- 1972 Topps baseball card
- Utility player
- Born: April 13, 1942 Memphis, Tennessee, U.S.
- Died: May 17, 2001 (aged 59) Memphis, Tennessee, U.S.
- Batted: RightThrew: Right

MLB debut
- June 17, 1969, for the Detroit Tigers

Last MLB appearance
- May 4, 1974, for the Detroit Tigers

MLB statistics
- Batting average: .256
- Home runs: 20
- Runs batted in: 65
- Stats at Baseball Reference

Teams
- Detroit Tigers (1969–1974);

= Ike Brown =

American baseball player (1942–2001)

Isaac Brown (April 13, 1942 – May 17, 2001) was an American infielder and outfielder who played professional baseball for 14 years from 1961 to 1974, including six seasons in Major League Baseball for the Detroit Tigers from 1969 through 1974. He batted and threw right-handed.
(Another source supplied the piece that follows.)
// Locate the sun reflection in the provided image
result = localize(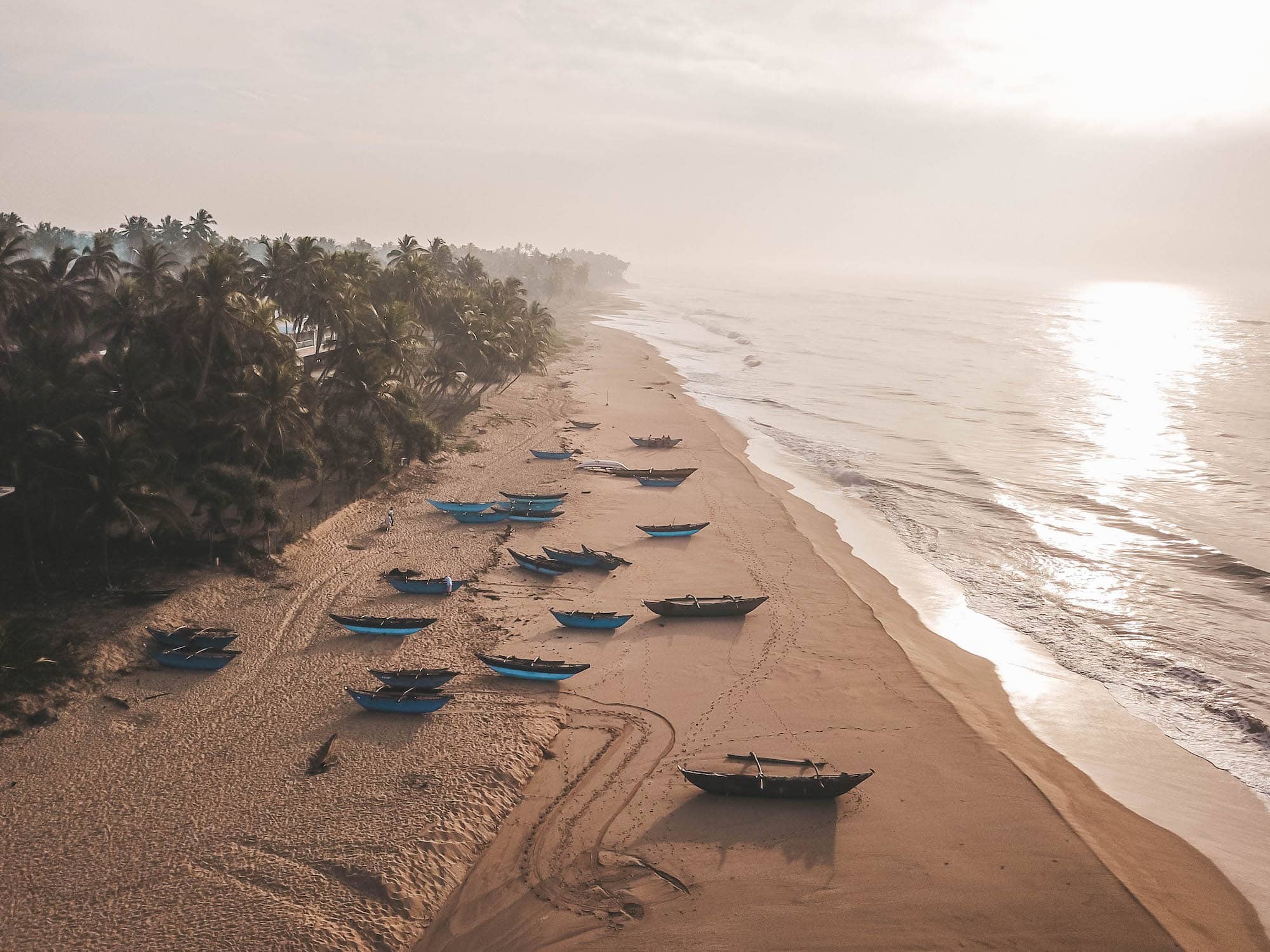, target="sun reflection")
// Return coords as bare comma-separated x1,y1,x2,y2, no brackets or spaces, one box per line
1054,282,1224,499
Brown was the last former Negro league player to make it to the Major Leagues.

In a six-season major-league career, Brown posted a .256 batting average with 20 home runs and 65 runs batted in in 280 games played.

A native of Memphis, Tennessee, Brown was obtained by Detroit from the Negro league Kansas City Monarchs in 1961. He had originally signed with the St. Louis Cardinals for $800.
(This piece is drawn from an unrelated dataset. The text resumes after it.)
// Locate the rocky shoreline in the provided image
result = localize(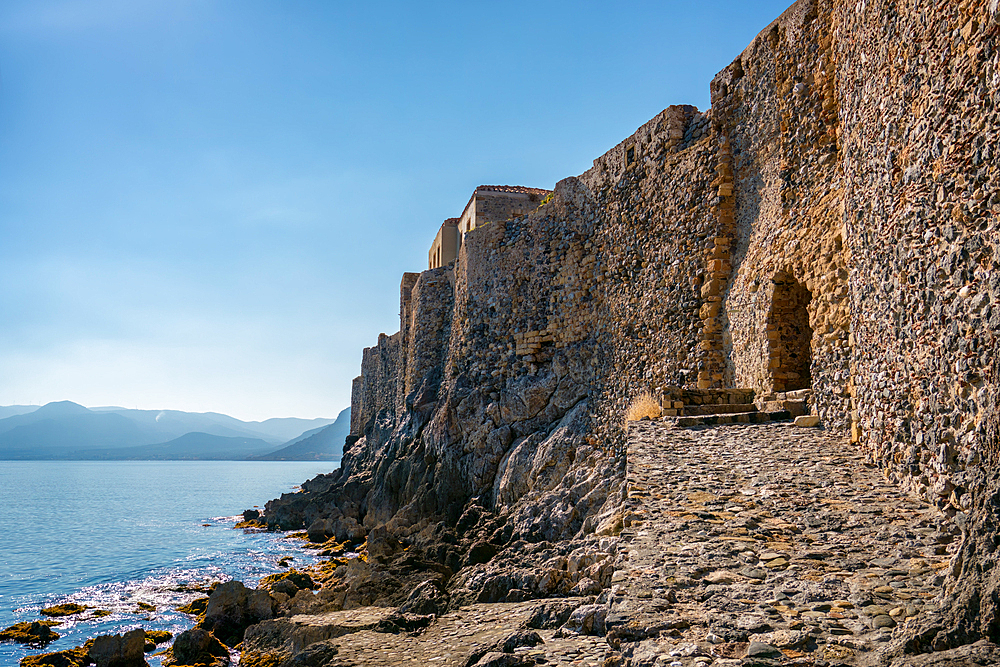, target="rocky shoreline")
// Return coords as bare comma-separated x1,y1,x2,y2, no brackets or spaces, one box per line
7,418,1000,667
Brown spent eight years in the minor leagues, making it to the majors in 1969 after hitting .356 of that season for the Triple-A Toledo Mud Hens and hitting two home runs against the Tigers during an exhibition game. His first major league hit was a home run at Yankee Stadium.

In the minors, Brown once played all nine positions in a single game. Brown was often called on to pinch-hit, batting .320 in that role between 1970 and 1971. He also contributed to the Tigers American League East title in 1972, collecting a hit and two RBIs in two at-bats against the Oakland Athletics.

Although mostly a part-time player with Detroit, Brown became a popular and recognizable figure in Detroit because of his trademark glasses and unusually burly build. He was often mistakenly identified as the brother of roommate Gates Brown, to whom he bore no relation. According to Gates, Ike would wake up every morning saying, "It's a beautiful day" whether it was or not.

At the time of his retirement from the Tigers in 1974, Brown was one of the last alumni of the Negro leagues (along with Hank Aaron) still active in Major League Baseball.

Brown died from cancer in Memphis, Tennessee, at the age of 59.